Re: 5.18: likely useless very preliminary bug report: mdadm raid-6 boot-time assembly failure

Nix <nix@xxxxxxxxxxxxx> · Wed, 20 Jul 2022 17:18:01 +0100

On 18 Jul 2022, Roger Heflin told this:

Oh I was hoping you'd weigh in :)

> Did it drop you into the dracut shell (since you do not have
> scroll-back this seem the case?  or the did the machine fully boot up
> and simply not find the arrays?

Well, I'm not using dracut, which is a horrifically complex
failure-prone nightmare as you note: I wrote my own (very simple) early
init script, which failed as it is designed to do when mdadm doesn't
assemble any arrays and dropped me into an emergency ash shell
(statically linked against musl). As a result I can be absolutely
certain that nothing has changed or been rebuilt in early init since I
built my last working kernel. (It's all assembled into an initramfs by
the in-kernel automated assembly stuff under the usr/ subdirectory in
the kernel source tree.)

Having the initramfs linked into the kernel is *such a good thing* in
situations like this: I can be absolutely certain that as long as the
data on disk is not fubared nothing can possibly have messed up the
initramfs or early boot in general after the kernel is linked, because
nothing can change it at all. :)

(I just diffed both initramfses from the working and non-working
kernels: the one in the running kernel I keep mounted under
/run/initramfs after boot is over because it also gets used during late
shutdown, and the one from the new broken one is still in the cpio
archive in the build tree, so this was easy. They're absolutely
identical.)

> If it dropped you to the dracut shell, add nofail on the fstab
> filesystem entries for the raids so it will let you boot up and debug.

Well... the rootfs is *on* the raid, so that's not going to work.
(Actually, it's under a raid -> bcache -> lvm stack, with one of two
raid arrays bcached and the lvm stretching across both of them. If only
the raid had come up, I have a rescue fs on the non-bcached half of the
lvm so I could have assembled it in degraded mode and booted from that.
But it didn't, so I couldn't.)

Assembly does this:

    /sbin/mdadm --assemble --scan --auto=md --freeze-reshape

The initramfs includes this mdadm.conf:

DEVICE partitions
ARRAY /dev/md/transient UUID=28f4c81c:f44742ea:89d4df21:6aea852b
ARRAY /dev/md/slow UUID=a35c9c54:bcdbff37:4f18163e:a93e9aa2
ARRAY /dev/md/fast UUID=4eb6bf4e:7458f1f1:d05bdfe4:6d38ca23

MAILADDR postmaster@xxxxxxxxxxxxx

(which is again identical on the working kernels.)
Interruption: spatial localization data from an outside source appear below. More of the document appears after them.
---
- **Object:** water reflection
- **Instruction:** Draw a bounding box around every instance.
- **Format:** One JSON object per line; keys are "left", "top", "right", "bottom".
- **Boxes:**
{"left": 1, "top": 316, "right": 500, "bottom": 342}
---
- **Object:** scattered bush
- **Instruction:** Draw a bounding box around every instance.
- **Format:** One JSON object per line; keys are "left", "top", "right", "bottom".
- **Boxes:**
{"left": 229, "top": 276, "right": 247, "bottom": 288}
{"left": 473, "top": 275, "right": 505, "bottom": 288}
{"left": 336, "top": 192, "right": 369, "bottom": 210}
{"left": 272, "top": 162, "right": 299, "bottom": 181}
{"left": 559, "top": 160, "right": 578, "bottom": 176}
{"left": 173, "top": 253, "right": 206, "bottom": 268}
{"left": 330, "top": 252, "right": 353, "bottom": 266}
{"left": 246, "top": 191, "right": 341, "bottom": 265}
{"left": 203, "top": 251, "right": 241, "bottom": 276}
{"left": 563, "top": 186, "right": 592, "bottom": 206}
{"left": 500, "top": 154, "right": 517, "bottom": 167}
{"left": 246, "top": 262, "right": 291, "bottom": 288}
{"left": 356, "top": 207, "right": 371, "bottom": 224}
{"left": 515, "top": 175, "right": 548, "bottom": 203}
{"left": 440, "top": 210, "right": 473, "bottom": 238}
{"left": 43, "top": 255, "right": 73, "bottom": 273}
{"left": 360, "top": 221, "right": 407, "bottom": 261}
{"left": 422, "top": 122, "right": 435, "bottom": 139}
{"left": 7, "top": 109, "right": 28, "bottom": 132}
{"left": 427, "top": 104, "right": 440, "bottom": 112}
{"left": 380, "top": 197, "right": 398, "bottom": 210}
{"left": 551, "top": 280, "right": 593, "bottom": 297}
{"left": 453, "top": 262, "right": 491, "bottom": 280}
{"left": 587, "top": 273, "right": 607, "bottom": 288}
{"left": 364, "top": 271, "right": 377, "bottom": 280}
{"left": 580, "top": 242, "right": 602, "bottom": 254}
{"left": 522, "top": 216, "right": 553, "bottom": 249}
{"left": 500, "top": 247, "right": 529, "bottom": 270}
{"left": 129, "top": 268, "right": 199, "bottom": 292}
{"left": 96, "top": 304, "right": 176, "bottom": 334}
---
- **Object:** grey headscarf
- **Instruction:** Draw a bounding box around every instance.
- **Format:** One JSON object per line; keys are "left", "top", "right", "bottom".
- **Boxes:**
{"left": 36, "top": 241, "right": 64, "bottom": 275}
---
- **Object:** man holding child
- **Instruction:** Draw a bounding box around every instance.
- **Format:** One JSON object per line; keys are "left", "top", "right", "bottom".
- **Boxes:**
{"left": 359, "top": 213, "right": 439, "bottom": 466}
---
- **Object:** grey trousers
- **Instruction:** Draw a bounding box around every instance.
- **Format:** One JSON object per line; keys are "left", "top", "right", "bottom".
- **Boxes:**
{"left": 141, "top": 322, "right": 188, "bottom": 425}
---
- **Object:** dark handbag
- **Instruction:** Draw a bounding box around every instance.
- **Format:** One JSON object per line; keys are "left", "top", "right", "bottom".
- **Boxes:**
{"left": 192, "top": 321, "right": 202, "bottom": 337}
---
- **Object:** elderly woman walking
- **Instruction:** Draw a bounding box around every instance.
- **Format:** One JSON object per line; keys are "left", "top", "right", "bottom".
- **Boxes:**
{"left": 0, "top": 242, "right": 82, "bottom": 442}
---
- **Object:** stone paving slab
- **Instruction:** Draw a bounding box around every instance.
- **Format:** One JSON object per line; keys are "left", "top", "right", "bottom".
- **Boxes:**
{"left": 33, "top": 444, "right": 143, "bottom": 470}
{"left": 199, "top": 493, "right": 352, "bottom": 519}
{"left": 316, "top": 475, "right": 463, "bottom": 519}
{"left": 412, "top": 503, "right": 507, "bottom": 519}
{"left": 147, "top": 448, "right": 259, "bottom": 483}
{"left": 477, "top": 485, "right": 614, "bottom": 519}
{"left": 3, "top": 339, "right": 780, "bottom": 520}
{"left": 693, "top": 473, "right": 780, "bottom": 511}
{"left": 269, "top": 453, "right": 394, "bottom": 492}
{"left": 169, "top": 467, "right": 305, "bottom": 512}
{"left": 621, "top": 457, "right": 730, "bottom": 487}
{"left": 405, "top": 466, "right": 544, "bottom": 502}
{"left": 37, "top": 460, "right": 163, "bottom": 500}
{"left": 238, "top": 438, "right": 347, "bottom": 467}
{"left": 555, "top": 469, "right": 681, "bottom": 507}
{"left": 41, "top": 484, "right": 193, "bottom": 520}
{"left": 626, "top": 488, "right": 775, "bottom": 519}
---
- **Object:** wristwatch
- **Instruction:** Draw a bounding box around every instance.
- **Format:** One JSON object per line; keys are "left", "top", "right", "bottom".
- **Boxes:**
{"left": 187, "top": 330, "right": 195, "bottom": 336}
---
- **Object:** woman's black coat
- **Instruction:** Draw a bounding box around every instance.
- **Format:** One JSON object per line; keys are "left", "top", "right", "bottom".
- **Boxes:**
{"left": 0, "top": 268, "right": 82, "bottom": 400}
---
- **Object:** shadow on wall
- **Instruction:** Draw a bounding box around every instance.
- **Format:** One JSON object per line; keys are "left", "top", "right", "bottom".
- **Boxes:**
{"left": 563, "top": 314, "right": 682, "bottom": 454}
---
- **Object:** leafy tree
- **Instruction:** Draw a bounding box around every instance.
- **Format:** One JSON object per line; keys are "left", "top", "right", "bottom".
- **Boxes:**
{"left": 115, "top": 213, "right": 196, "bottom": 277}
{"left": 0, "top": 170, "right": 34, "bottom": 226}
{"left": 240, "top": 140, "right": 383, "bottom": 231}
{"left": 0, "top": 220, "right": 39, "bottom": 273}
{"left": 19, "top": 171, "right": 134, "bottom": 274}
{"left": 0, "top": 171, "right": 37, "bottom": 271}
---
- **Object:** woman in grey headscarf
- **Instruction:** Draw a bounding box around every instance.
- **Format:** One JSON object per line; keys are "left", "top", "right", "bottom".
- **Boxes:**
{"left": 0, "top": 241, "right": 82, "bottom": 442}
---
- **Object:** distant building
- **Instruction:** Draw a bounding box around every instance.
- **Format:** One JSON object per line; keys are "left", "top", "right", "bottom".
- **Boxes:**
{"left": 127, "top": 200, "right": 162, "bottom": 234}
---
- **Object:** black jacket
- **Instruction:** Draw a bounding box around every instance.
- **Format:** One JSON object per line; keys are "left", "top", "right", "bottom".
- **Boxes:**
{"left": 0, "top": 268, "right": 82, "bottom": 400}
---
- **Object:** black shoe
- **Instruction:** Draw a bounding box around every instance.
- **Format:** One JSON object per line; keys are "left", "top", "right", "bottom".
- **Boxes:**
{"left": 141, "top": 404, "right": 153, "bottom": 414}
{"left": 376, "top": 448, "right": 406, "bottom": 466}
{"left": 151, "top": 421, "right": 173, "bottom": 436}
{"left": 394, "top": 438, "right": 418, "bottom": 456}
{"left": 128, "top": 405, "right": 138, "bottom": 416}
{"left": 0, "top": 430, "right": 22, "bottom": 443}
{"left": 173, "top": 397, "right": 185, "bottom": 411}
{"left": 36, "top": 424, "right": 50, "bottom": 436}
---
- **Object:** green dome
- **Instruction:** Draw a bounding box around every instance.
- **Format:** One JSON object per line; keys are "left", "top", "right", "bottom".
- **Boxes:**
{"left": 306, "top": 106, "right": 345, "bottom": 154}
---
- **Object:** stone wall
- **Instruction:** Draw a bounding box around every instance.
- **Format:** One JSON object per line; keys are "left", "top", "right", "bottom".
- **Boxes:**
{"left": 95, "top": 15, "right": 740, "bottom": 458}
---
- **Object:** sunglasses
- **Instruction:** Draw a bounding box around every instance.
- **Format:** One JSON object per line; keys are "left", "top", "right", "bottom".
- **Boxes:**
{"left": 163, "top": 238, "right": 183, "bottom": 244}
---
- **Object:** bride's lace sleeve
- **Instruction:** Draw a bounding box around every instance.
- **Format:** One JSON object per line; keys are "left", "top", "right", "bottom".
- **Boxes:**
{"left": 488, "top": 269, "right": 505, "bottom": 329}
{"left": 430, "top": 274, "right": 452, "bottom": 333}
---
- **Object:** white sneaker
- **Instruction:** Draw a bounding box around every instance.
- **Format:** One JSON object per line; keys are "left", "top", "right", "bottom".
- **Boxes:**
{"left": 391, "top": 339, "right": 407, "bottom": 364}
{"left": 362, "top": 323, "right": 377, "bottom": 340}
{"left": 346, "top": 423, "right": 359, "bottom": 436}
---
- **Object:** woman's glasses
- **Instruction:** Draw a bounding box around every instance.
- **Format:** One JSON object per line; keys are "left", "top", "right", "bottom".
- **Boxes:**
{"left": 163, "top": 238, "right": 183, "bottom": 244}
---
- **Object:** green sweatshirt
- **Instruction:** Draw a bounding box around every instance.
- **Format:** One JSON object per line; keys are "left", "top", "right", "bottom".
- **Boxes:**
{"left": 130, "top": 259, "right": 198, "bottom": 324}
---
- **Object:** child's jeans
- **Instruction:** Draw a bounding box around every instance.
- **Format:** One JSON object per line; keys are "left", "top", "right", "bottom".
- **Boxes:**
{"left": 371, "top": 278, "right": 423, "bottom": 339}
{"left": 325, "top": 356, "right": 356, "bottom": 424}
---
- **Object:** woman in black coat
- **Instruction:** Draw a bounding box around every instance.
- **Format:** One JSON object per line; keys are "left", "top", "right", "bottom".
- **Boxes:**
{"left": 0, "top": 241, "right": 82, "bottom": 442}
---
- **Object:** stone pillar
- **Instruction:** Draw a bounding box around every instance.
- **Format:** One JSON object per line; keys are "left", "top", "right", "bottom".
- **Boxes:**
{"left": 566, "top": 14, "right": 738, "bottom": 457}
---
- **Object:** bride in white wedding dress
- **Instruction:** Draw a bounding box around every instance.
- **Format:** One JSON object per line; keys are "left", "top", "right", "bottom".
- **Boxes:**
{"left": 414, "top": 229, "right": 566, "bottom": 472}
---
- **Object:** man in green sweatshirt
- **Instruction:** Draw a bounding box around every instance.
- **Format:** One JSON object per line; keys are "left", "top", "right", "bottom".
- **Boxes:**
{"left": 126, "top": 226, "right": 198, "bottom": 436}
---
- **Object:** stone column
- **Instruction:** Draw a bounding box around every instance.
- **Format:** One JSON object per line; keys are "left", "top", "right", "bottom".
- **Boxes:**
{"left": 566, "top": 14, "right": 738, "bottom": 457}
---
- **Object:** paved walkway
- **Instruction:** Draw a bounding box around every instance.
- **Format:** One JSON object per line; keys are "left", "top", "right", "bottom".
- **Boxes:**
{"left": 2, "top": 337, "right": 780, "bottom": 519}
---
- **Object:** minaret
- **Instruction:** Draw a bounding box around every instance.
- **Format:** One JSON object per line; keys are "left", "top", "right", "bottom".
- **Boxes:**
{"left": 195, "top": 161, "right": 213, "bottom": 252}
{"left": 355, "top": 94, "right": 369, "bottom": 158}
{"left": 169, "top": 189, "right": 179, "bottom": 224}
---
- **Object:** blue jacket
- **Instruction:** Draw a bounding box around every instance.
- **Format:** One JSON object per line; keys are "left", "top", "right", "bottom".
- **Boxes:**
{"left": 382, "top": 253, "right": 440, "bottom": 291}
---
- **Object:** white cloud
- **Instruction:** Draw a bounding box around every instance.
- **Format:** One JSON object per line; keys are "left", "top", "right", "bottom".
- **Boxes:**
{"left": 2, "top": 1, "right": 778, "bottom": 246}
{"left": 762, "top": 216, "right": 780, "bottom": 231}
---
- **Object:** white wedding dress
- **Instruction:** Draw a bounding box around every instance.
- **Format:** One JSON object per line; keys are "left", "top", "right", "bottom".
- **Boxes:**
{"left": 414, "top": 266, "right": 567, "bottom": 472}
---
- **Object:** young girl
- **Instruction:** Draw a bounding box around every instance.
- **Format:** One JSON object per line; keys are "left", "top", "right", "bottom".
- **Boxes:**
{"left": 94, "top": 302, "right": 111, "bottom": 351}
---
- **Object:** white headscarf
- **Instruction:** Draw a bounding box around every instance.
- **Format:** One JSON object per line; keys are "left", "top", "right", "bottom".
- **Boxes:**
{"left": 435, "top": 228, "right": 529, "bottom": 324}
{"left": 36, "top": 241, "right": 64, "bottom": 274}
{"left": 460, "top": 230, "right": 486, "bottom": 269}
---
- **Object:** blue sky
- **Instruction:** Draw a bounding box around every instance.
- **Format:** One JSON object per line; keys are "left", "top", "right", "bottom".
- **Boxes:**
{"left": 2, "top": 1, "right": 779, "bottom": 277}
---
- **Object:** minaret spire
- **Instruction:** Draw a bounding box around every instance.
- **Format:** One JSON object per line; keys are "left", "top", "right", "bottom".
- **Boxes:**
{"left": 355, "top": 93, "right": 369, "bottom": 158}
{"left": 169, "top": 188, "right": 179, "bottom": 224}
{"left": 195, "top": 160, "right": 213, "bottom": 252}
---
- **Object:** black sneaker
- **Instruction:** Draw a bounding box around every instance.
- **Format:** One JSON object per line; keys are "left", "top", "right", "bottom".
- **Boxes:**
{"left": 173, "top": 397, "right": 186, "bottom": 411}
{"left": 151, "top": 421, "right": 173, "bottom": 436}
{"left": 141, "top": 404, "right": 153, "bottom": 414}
> If it is inside the dracut shell it sounds like something in the
> initramfs might be missing.

Definitely not, thank goodness.

>                              I have seen a dracut (re)build "fail" to
> determining that a device driver is required and not include it in the
> initramfs, and/or have seen the driver name change and the new kernel

Oh yes: this is one of many horrible things about dracut. It assumes the
new kernel is similar enough to the running one that it can use the one
to configure the other. This is extremely not true when (as this machine
is) it's building kernels for *other* machines in containers :) but the
thing that failed was the machine's native kernel.

(It is almost non-modular. I only have fat and vfat modules loaded right
now: everything else is built in.)

> I have also seen newer versions of software stacks/kernels
> create/ignore underlying partitions that worked on older versions (ie
> a partition on a device that has the data also--sometimes a
> partitioned partition).

I think I can be sure that only the kernel itself has changed here.
I wonder if make oldconfig messed up and I lost libata or something? ...
no, it's there.

> Newer version have suddenly saw that /dev/sda1 was partitioned and
> created a /dev/sda1p1 and "hidden" sda1 from scanning causing LVM not
> not find pvs.
>
> I have also seen where the in-use/data device was /dev/sda1p1 and an
> update broke partitioning a partition so only showed /dev/sda1, and so
> no longer sees the devices.

Ugh. That would break things indeed! This is all atop GPT...

CONFIG_EFI_PARTITION=y

no it's still there.

I doubt anyone can conclude anything until I collect more info. This bug
report is mostly useless for a reason!